La filière de master « Transformation » repose sur trois postulats.

Le premier est que la discipline architecturale – aussi bien que le métier d’architecte – ne seront plus guidés, dans les années à venir, par l’élaboration d’un monde neuf. Non parce que les enjeux du monde actuel sont stables. Nous savons que c’est tout le contraire : l’impératif environnemental invalide un grand nombre des situations construites dont nous héritons et la probable crise climatique qui s’annonce ne fera qu’augmenter l’étendue de cette obsolescence. C’est là le paradoxe inédit dans lequel nous sommes désormais plongés : il faudrait construire un monde plus durable, moins obsolescent, mais nous devons, en même temps réduire drastiquement la consommation des sols et des ressources pour faire face au défi écologique. C’est donc avec et non sur les ruines de la modernité industrielle qu’il nous faut apprendre à construire.

Le second postulat est la remise en jeu d’une notion architecturale historique : l’inscription dans un temps long qui ne limite pas celui de l’œuvre. Ce postulat nous amène à envisager l’architecture comme la mise en forme d’une mutation et non comme la seule projection circonstanciée d’une idée ou d’un programme. Il s’agit de s’émanciper de la priorité donnée à l’objet architectural – et à ses innovations – au profit d’une approche qui prend en compte les processus temporels et les états successifs de chacune des situations.
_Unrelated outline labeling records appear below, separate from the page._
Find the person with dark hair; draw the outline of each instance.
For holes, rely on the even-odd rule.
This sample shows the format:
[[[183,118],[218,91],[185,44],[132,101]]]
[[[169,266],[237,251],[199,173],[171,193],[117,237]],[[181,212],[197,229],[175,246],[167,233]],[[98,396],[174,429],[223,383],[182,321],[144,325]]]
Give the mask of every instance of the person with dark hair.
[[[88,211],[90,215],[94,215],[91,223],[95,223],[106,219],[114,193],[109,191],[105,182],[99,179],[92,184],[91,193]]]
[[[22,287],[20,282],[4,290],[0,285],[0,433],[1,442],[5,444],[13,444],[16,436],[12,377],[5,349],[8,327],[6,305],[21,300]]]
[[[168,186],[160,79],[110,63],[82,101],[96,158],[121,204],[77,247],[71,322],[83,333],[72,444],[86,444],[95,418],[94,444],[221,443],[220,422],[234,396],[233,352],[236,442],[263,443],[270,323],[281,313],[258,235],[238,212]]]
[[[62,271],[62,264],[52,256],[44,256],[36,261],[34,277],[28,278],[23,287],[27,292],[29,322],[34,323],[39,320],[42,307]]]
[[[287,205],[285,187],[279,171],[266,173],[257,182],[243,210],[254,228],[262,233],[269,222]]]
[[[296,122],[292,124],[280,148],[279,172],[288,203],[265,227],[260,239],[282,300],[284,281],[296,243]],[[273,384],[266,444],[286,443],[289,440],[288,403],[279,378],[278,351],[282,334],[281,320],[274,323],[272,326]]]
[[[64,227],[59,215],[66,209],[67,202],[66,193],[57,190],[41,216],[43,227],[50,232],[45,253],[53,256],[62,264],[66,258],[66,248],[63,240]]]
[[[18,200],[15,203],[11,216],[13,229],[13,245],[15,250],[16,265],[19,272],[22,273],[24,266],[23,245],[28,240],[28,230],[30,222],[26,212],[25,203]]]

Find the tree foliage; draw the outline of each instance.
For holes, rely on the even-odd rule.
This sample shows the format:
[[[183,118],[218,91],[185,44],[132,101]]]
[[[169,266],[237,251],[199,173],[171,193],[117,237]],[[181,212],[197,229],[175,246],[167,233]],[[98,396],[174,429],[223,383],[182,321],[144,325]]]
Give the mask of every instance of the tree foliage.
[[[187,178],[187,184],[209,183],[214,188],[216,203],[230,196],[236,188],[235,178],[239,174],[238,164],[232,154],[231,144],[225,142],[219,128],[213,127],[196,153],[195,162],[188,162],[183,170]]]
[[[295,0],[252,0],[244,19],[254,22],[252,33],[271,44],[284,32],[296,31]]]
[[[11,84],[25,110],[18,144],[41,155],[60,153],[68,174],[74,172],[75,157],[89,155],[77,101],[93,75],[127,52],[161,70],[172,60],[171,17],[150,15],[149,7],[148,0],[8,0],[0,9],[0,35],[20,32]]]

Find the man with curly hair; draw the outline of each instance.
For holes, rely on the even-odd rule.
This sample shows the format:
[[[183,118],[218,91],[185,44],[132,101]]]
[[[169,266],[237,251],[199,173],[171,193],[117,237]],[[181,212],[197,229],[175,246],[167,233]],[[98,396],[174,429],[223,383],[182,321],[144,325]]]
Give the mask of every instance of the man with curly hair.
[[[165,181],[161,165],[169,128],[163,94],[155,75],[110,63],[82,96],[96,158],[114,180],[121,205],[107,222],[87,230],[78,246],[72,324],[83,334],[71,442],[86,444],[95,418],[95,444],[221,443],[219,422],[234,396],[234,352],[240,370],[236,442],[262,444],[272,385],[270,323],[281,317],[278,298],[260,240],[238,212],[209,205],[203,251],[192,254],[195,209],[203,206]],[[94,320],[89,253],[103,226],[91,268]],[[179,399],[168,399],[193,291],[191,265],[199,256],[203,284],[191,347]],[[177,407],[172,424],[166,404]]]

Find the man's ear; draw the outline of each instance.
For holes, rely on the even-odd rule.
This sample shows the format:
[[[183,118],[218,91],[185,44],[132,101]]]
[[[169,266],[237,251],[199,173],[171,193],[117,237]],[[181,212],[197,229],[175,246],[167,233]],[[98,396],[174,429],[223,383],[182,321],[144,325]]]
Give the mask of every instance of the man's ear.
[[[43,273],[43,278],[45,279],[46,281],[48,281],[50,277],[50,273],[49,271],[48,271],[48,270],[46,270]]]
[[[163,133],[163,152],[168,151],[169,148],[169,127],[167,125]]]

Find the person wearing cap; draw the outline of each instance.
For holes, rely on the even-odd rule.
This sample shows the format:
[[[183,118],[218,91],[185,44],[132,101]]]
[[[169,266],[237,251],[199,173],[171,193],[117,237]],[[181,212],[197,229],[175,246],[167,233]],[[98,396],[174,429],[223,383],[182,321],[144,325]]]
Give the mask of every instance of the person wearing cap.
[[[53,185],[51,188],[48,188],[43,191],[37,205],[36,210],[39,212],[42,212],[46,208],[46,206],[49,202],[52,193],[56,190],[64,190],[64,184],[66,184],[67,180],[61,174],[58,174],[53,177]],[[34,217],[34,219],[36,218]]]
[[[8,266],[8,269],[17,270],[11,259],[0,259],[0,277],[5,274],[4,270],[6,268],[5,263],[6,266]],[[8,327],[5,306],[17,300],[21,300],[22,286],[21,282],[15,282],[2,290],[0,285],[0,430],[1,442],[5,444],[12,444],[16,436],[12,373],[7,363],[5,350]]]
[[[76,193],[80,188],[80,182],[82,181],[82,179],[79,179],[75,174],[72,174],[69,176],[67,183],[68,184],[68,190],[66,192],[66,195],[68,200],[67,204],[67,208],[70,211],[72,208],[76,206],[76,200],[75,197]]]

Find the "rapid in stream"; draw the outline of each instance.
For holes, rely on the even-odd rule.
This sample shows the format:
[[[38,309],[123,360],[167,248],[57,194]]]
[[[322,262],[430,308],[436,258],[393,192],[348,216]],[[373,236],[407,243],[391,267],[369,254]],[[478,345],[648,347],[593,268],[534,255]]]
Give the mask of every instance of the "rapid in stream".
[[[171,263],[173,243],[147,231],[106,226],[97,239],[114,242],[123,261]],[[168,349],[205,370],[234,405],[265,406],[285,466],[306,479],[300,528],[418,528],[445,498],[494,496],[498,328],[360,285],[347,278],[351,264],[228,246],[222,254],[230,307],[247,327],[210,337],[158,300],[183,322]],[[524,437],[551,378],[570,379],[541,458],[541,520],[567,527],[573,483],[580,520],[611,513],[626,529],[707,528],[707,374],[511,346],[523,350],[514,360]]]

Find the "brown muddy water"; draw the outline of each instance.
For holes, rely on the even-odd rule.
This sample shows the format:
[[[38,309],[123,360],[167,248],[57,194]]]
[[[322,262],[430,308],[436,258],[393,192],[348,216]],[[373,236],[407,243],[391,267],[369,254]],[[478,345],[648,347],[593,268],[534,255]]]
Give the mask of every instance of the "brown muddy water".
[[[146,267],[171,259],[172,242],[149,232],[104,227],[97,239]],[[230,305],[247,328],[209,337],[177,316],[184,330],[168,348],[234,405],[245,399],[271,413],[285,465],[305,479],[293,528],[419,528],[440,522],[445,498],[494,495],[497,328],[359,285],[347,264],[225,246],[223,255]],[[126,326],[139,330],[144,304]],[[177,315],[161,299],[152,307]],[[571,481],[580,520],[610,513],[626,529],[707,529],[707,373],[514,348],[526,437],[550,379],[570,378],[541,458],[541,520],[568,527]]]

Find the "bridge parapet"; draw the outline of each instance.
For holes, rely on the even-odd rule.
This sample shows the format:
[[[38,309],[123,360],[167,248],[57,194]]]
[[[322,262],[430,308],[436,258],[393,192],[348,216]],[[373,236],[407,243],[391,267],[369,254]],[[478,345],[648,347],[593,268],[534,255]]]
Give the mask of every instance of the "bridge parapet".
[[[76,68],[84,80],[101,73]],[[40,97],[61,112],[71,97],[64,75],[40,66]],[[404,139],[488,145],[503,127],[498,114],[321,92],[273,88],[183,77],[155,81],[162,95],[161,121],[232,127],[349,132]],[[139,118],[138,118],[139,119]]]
Le troisième postulat est que la préparation d’un site destiné à accueillir une construction ou un aménagement fait partie intégrante du projet architectural : elle en constitue le premier acte. Une des questions les plus négligées depuis un siècle et demi nous semble être celle du sol. La nécessité dans laquelle nous sommes plongés d’envisager le monde « dans ses murs » constitue ainsi une formidable occasion de réinvestir cette question séculaire. 

ATTENDUS

L’objectif de cet exercice conclusif de la filière est d’élaborer un projet personnel de transformation d’une situation construite abandonnée ou obsolète. Chaque situation a été identifiée au terme d’une exploration par groupes de la communauté d’agglomération de Blois, selon cinq thèmes distincts : paysage, forme urbaine, alternative, économie et gouvernance. Cette exploration s’est déroulée durant le S9. Les étudiant.e.s sont amenés à développer individuellement leur projet en rapport avec l’existant et à élaborer une architecture qui tout à la fois révèle et ressuscite celui-ci.

 FONDEMENTS 

L’atelier repose sur cinq fondements principaux :

  1. La mise en distance de la notion de patrimoine 

Le projet s’appuie sur une manière attentive d’observer le déjà-là, d’en révéler ses qualités propres, sans se préoccuper des valeurs courantes du patrimoine. L’objectif de l’atelier n’est pas, en effet, de valoriser un héritage mais bien plutôt de sélectionner les éléments d’une situation construite à partir desquels il devient possible de faire projet.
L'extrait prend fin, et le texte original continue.